The coin's image is wrong as the temple tax would never accept Roman coins.

The coin’s image is wrong as the temple tax would never accept Roman coins.

Prelude. This post is long, but touches on principles of interpretation which are applicable elsewhere. Although I have a different view on some of the interpretations, I wish all my members would spend as much effort studying and thinking through their Bible as this enquirer.

Q. This short story in only recorded in Matthew 17:24-27, probably because Matthew himself was a tax collector. However, some problems arise out of this story, which different commentators have given different answers:

(1) Why did the tax collectors asked Peter instead of asking Jesus directly? Was Jesus that difficult to find? How can they expect Peter to answer a question carrying legal responsibility on behalf of his master? I think there is not enough information for an answer, but some commentator said the tax collectors were afraid of facing Jesus, so when they saw Peter, they just asked him. Would this view already construe eisegesis?

As you yourself pointed out, there is not enough information in the passage to tell us why the tax collectors asked Peter and not Jesus directly.
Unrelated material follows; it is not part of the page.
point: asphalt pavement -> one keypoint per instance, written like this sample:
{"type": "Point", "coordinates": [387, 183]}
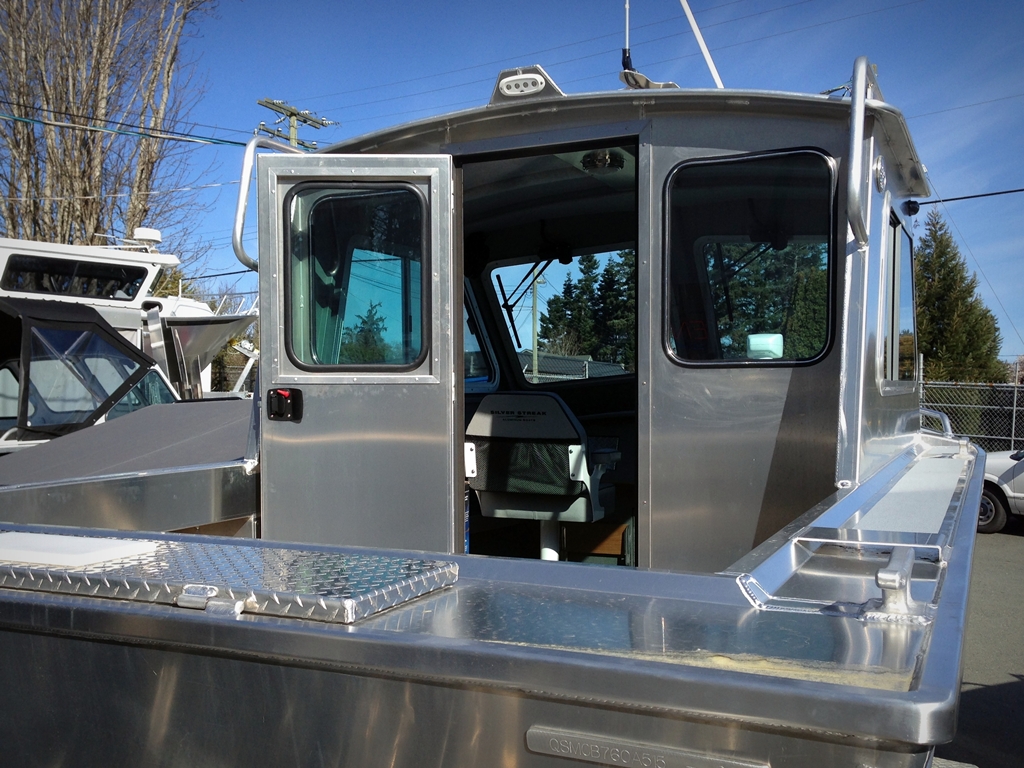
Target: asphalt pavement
{"type": "Point", "coordinates": [990, 726]}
But that’s not the point of the incident. Jesus was easy to find. Everywhere He went, crowds gathered around Him e.g. Mt 13:2, Mk 10:1. When they arrested Him in the Garden of Gethsemane, He said:
Mt 26:55 Every day I used to sit in the temple teaching and you did not seize Me.

Some feel the tax collectors may not be after the fact whether Jesus actually paid the temple tax; they just want an excuse to trap Him. Knowing that Peter usually speaks before he thinks, they just asked him as an easy prey. I believe this is unlikely. Analyzing a passage is like a detective investigation – you have to examine all the evidence. If you check all references to tax collectors in the NT, although they were looked down upon by the Jews, they were always presented positively in the gospels e.g.
• loving those who love them (Mt 5:46);
• dining with Jesus (Mt 9:10-11; Mk 2:15-16; Lk 5:29-30);
• Jesus’ friends (Mt 11:19; Lk 7:34);
• getting into the kingdom of God by believing John’s message (Mt 21:31-32);
• came to be baptized (Lk 3:12; 7:29); and
• listening to Jesus (Lk 15:1).
Therefore I don’t think they were out to get Jesus. There is no motive.
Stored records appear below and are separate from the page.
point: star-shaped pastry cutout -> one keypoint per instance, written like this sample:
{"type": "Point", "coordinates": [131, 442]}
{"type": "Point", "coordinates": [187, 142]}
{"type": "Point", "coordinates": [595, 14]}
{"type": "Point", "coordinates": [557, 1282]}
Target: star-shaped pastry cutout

Based on the gospel evidence, I disagree with the commentator’s view that the tax collectors were afraid of Jesus; I think they actually liked Him. However, I don’t consider the comment to be eisegesis. Eisegesis is interpreting a text by subjectively reading into it one’s own presuppositions, instead of drawing out its meaning through an objective analysis. Here I do not see any agenda from the commentator, only an incidental opinion without careful consideration of the broader background, of why they might ask Peter instead of Jesus. He was not pushing his preconceived notion and forcing the text to fit his mold.